Le négoce du désastre

Selon un rapport, les cinq principaux négociants de carburants fossiles ayant leur siège en Suisse sont responsable d’émissions cent fois supérieures à celles de l’ensemble de la Suisse.

Rassemblement contre Glencore
Comme si contribuer massivement au dérèglement climatique ne suffisait pas… Rassemblement contre le soutien de Glencore au génocide perpetré par Israël en Palestine, Le Cap, 22 août 2024.

L’ association Public Eye (PE) a passé au peigne fin les rapports sur le ‘développement durable’ produits en 2023 par les cinq principaux négociants de carburants fossiles ayant leur siège en Suisse. Les conclusions sont effarantes: ces grandes sociétés manient magistralement la mise en scène et la désinformation.
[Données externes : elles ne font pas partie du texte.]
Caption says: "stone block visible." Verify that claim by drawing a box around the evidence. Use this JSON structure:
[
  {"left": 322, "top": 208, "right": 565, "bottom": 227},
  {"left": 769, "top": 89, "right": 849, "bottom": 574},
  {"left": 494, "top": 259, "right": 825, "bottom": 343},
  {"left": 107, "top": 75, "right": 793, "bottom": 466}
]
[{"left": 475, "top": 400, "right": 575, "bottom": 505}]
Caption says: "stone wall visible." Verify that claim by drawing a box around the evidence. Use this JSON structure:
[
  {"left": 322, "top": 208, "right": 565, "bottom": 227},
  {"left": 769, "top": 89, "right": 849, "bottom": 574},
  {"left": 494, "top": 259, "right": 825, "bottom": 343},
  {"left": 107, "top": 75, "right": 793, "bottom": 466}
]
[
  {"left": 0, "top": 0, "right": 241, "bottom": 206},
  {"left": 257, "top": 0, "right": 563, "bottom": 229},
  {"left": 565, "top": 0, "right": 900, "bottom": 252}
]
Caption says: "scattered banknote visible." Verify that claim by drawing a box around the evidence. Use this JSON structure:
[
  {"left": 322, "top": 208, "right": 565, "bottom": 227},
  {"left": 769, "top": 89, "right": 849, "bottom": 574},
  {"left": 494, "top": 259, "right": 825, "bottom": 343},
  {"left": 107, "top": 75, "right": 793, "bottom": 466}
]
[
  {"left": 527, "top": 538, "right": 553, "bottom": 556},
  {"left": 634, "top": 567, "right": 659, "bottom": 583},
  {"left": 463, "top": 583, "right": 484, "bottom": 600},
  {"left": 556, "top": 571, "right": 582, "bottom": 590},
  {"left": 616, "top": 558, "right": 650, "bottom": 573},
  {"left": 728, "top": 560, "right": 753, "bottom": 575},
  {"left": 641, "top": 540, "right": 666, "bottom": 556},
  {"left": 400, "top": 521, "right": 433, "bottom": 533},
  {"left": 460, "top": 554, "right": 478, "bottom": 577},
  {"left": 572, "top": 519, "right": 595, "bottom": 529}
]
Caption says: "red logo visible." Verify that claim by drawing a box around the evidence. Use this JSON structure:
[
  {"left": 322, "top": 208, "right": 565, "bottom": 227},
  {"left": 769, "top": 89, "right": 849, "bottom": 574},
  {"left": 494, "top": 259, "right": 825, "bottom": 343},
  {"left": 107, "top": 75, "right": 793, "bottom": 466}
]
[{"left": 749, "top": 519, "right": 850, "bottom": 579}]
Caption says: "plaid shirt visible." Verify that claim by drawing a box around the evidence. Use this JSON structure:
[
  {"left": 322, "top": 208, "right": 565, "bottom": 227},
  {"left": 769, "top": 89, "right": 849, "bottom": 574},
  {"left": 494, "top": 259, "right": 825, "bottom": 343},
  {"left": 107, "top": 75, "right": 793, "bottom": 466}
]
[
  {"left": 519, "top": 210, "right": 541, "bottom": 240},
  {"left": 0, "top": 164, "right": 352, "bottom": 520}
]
Nous n’allons pas laisser le suspense s’établir plus longtemps. Les conclusions de l’étude de PE sont sans appel: «Les résultats sont pour le moins choquants : les dommages climatiques causés par leurs matières premières étaient, en 2023, environ cent fois supérieurs à ceux de l’ensemble de la Suisse». Comment expliquer un tel effet?

Les déclarations sur les investissements «verts» ou sur la «transition écologique» relèvent plutôt du domaine de la communication. Car la majorité des investissements sont encore dans le domaine des énergies fossiles. Le cas du négociant de pétrole Vitol, dont le siège est à Genève, est significatif. En 2023, 83% de ses investissements concernaient les énergies fossiles, le reste allant aux énergies renouvelables. Les priorités sont évidentes. Or, comme tous les groupes pétroliers, Vitol avait récolté des profits exceptionnels ces dernières années, bénéficiant de la montée des prix du pétrole. Ces super-profits ont continué à alimenter les extractions dans le domaine fossile.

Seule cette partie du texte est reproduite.